If you want to get very precise, doctors don't observe sex at birth either.
They observe external genitalia and, based on this observation, the child is assigned M or F in official documents.
There is no assignment. Doctors observe a male or female child based on external genitalia and record their observation.
That method is imperfect. Depending on how you define sex - the external genitalia don't always match other sex characteristics (e.g., chromosomes, hormones).
It might be imperfect, but that method is correct with at least 99.99% accuracy. And chromosomes are not the end point of sex differentiation but the beginning. A female-bodied child with XY chromosomes is female, a male-bodied child with XX chromosomes is male.
Also, hormones do not determine sex. Both sexes produce all types of androgens and estrogens, at varying levels throughout their lifespan, with the most noticeable effects of masculinising androgens and reminiscing estrogens experienced in puberty. Female-bodied individuals with high testosterone levels (for instance those suffering PCOS) are still female and male-bodied individuals with high oestrogen levels are still male (for instance those suffering prostate cancer).
Below I've linked to an interesting Twitter thread where Dr Emma Hilton explains her findings from looking at karyotype studies in newborns which recorded the phenotypes of these babies.
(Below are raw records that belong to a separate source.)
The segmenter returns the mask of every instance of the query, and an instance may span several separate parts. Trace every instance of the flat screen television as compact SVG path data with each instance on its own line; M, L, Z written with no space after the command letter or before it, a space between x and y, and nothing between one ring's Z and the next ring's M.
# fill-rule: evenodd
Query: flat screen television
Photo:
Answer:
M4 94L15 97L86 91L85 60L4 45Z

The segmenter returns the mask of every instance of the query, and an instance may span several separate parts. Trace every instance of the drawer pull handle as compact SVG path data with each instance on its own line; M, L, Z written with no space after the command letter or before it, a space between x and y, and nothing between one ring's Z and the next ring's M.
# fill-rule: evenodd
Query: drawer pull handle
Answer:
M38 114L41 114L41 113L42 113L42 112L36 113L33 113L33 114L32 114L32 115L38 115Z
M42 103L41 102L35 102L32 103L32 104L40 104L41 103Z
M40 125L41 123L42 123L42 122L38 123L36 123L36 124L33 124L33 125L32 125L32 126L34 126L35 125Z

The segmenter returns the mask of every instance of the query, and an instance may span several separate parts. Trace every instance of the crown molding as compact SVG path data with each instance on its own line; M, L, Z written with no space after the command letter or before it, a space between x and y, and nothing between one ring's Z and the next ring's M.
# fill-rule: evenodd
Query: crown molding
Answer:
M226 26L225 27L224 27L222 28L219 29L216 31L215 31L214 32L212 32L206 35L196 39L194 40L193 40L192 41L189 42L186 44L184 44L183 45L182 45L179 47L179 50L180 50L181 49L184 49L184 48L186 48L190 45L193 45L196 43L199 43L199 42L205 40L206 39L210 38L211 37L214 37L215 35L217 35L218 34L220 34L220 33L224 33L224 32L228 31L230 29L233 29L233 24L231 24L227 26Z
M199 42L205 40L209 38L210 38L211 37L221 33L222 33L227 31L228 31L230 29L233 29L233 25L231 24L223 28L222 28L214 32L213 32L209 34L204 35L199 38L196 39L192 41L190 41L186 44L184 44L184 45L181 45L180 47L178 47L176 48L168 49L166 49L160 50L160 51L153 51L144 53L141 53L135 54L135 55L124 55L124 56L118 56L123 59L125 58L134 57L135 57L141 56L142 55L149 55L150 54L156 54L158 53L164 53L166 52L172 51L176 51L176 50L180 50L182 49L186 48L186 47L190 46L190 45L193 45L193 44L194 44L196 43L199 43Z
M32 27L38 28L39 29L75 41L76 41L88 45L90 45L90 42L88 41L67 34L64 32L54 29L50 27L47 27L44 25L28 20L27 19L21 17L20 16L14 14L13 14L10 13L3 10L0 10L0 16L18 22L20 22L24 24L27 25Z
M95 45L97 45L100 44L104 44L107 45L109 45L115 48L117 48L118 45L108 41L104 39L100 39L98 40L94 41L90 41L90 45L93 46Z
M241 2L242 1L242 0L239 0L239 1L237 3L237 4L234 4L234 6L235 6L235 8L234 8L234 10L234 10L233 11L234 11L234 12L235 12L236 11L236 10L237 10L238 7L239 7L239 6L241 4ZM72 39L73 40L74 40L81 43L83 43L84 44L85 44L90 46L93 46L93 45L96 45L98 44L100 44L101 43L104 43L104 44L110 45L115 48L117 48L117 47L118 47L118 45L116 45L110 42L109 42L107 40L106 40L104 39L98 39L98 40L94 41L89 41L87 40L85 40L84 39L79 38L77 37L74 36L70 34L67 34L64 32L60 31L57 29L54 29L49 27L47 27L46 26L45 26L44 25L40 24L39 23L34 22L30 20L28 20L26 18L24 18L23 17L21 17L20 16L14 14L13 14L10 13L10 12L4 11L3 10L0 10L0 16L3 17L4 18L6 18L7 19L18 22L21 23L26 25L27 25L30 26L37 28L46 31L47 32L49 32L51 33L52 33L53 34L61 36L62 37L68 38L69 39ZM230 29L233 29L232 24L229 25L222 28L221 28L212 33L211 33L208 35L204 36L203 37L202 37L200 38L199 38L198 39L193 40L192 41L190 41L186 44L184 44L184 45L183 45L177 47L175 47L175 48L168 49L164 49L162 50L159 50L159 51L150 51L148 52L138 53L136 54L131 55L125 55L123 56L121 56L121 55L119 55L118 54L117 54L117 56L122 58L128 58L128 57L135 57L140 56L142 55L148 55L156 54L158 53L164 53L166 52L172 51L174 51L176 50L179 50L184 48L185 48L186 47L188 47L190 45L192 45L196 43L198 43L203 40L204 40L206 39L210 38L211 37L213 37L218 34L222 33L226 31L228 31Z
She found that of almost 65,000 newborns, 99.99% had a male or female kartotype in accordance with their phenotype. 1 newborn had ambiguous genitalia.
mobile.twitter.com/FondOfBeetles/status/1111352888385769472
Furthermore and just FYI, in the rare cases where genitalia are ambiguous, sex is not assigned at birth. Specialist doctors are called in for a series of tests in these babies. In the UK, that's approximately 130 babies each year. These tests allow doctors to determine the sex of most of these newborns. They are inconclusive only in a small number, and those are the only newborns who are ever assigned a sex, in consultation between the parents and the specialist doctors. That amounts to 0.001% of newborns each year.
Making it entirely incorrect to speak of doctors routinely assigning a sex to all newborns. And appropriating the language used for and by people with extremely rare and often very complicated and difficult medical histories is reprehensible.
(The percentage I quote stems from the submission to the Scottish Census consultation by dsdfamilies, an organisation set up by and for people with and parents of children with Differences in Sex Development (DSDs) to better support their needs in Scotland.)